Von Mirjam Stöckel | 03.04.2008
    Er beginnt als kleiner Knoten in der Brust, nicht einmal zu ertasten, und oft endet er tödlich: Etwa 17 000 Opfer fordert Brustkrebs allein in Deutschland - jedes Jahr. Und die Patientinnen-Zahlen steigen in ganz Europa. Gründe für Brustkrebs gibt es viele. Seit Jahren erforschen Fachleute intensiv, ob auch so genannte hormonell wirksame Chemikalien das Brustkrebsrisiko vergrößern. Andreas Kortenkamp, Pharmazieprofessor an der Universität London, ist einer von ihnen.
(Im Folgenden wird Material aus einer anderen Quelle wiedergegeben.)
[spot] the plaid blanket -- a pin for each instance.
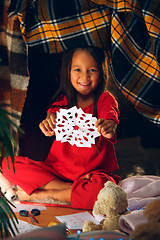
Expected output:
(128, 30)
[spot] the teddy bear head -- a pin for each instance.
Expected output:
(111, 200)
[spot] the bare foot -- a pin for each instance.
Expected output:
(23, 195)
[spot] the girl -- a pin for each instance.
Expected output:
(71, 174)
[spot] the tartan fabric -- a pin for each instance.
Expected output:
(129, 30)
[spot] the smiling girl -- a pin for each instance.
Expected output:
(71, 174)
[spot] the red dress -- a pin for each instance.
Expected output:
(71, 163)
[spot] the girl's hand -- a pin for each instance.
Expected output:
(106, 127)
(48, 125)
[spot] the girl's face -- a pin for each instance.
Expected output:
(84, 73)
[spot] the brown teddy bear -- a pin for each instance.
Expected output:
(151, 229)
(111, 203)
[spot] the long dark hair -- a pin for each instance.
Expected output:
(66, 87)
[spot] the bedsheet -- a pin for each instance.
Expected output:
(141, 190)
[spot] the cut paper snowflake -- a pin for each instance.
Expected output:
(76, 127)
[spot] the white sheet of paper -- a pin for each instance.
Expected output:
(76, 127)
(75, 221)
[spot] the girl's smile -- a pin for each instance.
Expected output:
(84, 73)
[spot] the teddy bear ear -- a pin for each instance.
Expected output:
(152, 211)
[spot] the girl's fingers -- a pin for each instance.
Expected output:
(46, 129)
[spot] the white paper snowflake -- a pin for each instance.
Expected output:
(76, 127)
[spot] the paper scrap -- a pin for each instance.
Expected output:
(19, 206)
(76, 127)
(24, 227)
(75, 221)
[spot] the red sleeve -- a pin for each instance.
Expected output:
(61, 102)
(108, 107)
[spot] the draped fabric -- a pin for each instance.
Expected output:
(128, 30)
(13, 63)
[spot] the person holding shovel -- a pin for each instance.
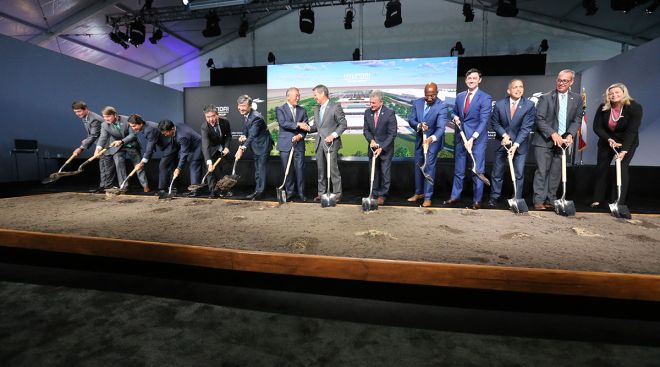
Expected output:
(256, 137)
(380, 128)
(616, 123)
(512, 120)
(216, 136)
(92, 122)
(290, 117)
(472, 111)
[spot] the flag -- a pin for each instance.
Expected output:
(582, 132)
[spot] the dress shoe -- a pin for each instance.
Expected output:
(539, 206)
(416, 197)
(450, 202)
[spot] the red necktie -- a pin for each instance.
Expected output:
(467, 103)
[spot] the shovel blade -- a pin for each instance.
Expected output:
(620, 211)
(518, 206)
(564, 207)
(369, 204)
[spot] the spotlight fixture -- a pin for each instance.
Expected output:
(590, 7)
(137, 33)
(468, 12)
(212, 25)
(457, 48)
(307, 19)
(348, 18)
(543, 47)
(244, 27)
(393, 14)
(356, 54)
(507, 8)
(156, 36)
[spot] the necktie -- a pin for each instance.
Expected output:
(467, 104)
(562, 114)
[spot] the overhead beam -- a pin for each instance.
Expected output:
(71, 21)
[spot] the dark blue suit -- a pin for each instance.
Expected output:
(189, 143)
(475, 120)
(260, 142)
(384, 135)
(436, 119)
(288, 129)
(518, 129)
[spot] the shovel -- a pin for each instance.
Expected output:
(369, 203)
(619, 210)
(328, 199)
(562, 206)
(202, 184)
(425, 148)
(280, 191)
(169, 194)
(56, 175)
(518, 206)
(480, 176)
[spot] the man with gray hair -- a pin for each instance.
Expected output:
(558, 116)
(330, 123)
(380, 129)
(256, 137)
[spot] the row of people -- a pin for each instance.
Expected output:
(554, 121)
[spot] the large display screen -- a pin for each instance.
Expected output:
(350, 82)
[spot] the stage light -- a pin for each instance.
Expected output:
(307, 20)
(507, 8)
(137, 33)
(543, 47)
(244, 27)
(212, 25)
(393, 14)
(348, 18)
(468, 12)
(589, 7)
(156, 36)
(356, 54)
(457, 48)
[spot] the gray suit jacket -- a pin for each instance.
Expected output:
(546, 122)
(333, 121)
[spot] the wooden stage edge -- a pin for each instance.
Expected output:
(517, 279)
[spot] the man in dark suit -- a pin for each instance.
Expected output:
(330, 123)
(558, 116)
(512, 119)
(189, 144)
(290, 117)
(115, 133)
(216, 136)
(92, 122)
(380, 129)
(428, 118)
(256, 137)
(155, 139)
(472, 110)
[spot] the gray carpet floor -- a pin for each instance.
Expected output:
(43, 325)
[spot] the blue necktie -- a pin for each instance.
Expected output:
(562, 114)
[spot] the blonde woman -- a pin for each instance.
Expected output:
(617, 124)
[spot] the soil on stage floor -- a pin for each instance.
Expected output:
(588, 241)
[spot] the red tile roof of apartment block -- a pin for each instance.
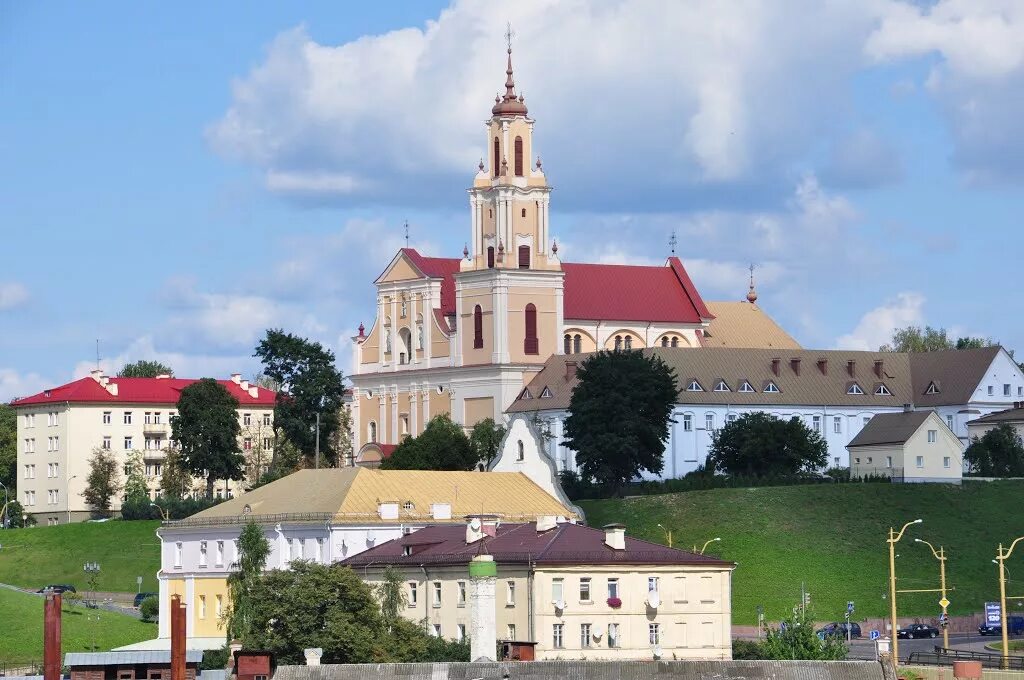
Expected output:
(138, 390)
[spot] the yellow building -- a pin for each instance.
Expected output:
(574, 591)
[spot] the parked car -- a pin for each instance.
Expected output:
(57, 588)
(839, 630)
(1015, 627)
(918, 631)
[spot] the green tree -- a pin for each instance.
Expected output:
(206, 429)
(441, 445)
(253, 551)
(135, 487)
(620, 415)
(797, 640)
(486, 438)
(103, 480)
(310, 384)
(144, 369)
(999, 453)
(760, 444)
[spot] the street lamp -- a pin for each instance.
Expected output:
(1003, 555)
(940, 555)
(892, 541)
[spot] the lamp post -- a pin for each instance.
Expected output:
(892, 541)
(940, 555)
(1003, 555)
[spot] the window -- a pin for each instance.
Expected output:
(653, 633)
(477, 328)
(585, 590)
(529, 345)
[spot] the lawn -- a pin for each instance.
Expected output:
(832, 538)
(23, 631)
(40, 555)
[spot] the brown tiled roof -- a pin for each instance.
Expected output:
(519, 543)
(890, 428)
(744, 325)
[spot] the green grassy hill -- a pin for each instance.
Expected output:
(40, 555)
(833, 538)
(23, 631)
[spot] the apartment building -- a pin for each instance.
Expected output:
(58, 429)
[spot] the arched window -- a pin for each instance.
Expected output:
(529, 345)
(477, 328)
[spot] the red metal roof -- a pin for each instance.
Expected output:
(138, 390)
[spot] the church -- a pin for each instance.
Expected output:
(464, 336)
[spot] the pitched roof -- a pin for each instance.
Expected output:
(138, 390)
(565, 544)
(890, 428)
(356, 492)
(744, 325)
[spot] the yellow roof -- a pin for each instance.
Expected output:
(745, 325)
(354, 494)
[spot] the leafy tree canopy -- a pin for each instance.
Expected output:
(620, 414)
(999, 453)
(309, 384)
(758, 443)
(441, 445)
(144, 369)
(206, 429)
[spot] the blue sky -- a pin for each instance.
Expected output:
(176, 178)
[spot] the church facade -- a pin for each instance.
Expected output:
(463, 336)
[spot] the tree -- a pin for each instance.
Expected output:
(486, 439)
(759, 444)
(103, 480)
(310, 384)
(999, 453)
(144, 369)
(620, 415)
(441, 445)
(253, 551)
(206, 429)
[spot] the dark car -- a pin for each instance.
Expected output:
(1015, 627)
(840, 630)
(918, 631)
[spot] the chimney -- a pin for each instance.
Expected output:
(482, 614)
(614, 536)
(51, 636)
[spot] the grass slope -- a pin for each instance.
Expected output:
(833, 538)
(40, 555)
(23, 630)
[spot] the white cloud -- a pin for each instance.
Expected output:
(12, 294)
(876, 327)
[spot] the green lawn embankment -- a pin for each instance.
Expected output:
(22, 640)
(41, 555)
(833, 539)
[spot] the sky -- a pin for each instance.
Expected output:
(175, 178)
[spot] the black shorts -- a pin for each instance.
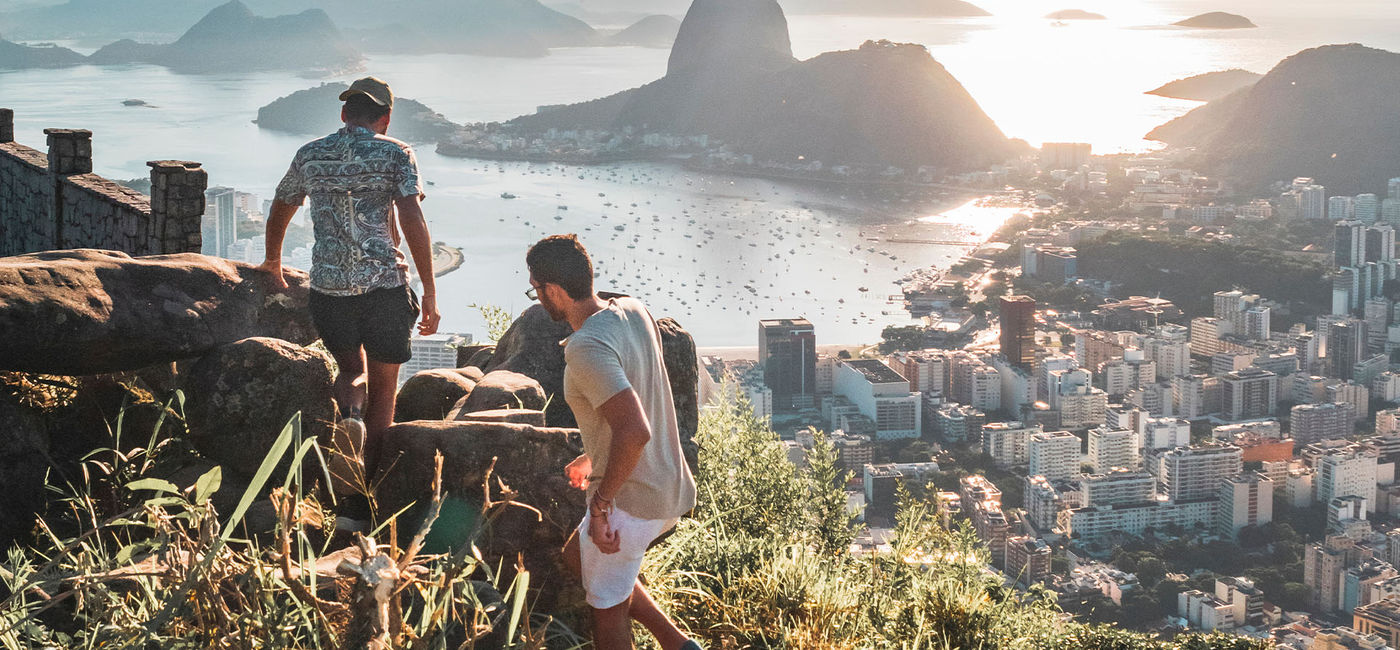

Er sagt in seinem neuen Forschungsbericht: Viele Indizien sprechen dafür, dass diese Chemikaliensorte tatsächlich mit schuld ist, am Entstehen von Brustkrebs. Gefahr droht vor allem dann, wenn Frauen viele verschiedene dieser Substanzen, auch in Mini-Mengen, quasi als Cocktail zu sich nehmen. Oder wenn sich die Brust gerade entwickelt, also in der Pubertät. Und die Chemie versteckt sich fast überall. Andreas Kortenkamp:

    "In der Muttermilch finden sich viele persistente Umweltschadstoffe, einige davon sind auch hormonell wirksam. Dann geht es um eine Reihe von stark fettlöslichen Pestiziden, DDT, DDE und so weiter. Es geht aber auch um Industriechemikalien, die bei der Plastikherstellung eingesetzt werden. Es geht um Weichmacher, Phtalate. Es geht um Parabene, die sich in kosmetischen Cremes befinden, Geruchstoffe, UV-Filtersubstanzen. Die Liste ist lang."

    Streng wissenschaftlich betrachtet steht der letzte Beweis noch aus, dass die hormonell wirksamen Chemikalien tatsächlich Mitauslöser für Brustkrebs sind. Aber die vielen aktuellen Indizien und der starke Verdacht reichen schon aus, sagt Annie Sasco, Krebsforscherin an der Universität Bordeaux:

    "Wir dürfen auf keinen Fall auf den endgültigen Beweis warten. Wir haben genügend Daten von Versuchstieren und auch einige von Menschen, um sagen zu können, dass bestimmte chemische Substanzen, die das Hormonsystem des Menschen beeinflussen, gravierende Folgen für die Gesundheit haben. Wir können also jetzt schon handeln."

    Die Wissenschaftler appellieren vor allem an die Politik in Brüssel: Hier sind gerade verschiedene Gesetze in Arbeit, die den Einsatz von Chemikalien in Europa neu regeln sollen: die Pestizidverordnung und die Spielzeugrichtlinie. Und auch über die europaweite Zulassung für viele tausend chemische Stoffe für die Industrie beispielsweise wird gerade verhandelt. Und zumindest bei einigen EU-Parlamentariern stoßen die Forschungsergebnisse auf offene Ohren. Avril Doyle, konservative irische Abgeordnete:

    "Wir müssen sie zumindest ganz offen auf den Tisch legen und ernsthaft mit dem Gesundheitsministerrat und mit der EU-Kommission darüber diskutieren. Und es wird jetzt sicherlich Nachbesserungen an der Pestizid-Gesetzgebung geben."

    Gesundheitsschützern bereiten die aktuellen Forschungsergebnisse große Sorgen. So lange sich nichts an den Gesetzen ändert, sagen sie, könne man sich im Alltag kaum vor allen hormonell wirksamen Stoffen schützen. Doch zumindest in einigen Situationen lassen sich die Chemikalienbelastung und damit das Krebsrisiko etwas verringern. Lisette van der Vliet von der Gesundheitsorganisation HEAL:

    "Wir raten, Bio-Obst und Bio-Gemüse zu essen, wenn das möglich ist. Und wir raten auch, jeden unnötigen Kontakt mit Chemikalien zu vermeiden. Bei der Gartenarbeit, im Haushalt - oder auch bei der Wandfarbe im Kinderzimmer. Denn die Chemikalien darin können das Hormonsystem beeinflussen und sich im Körper anreichern. Und wir denken, dass man Essen in der Mikrowelle auf keinen Fall in Geschirr aus Plastik aufwärmen sollte, sondern immer nur in Keramik- oder Glasgefäßen."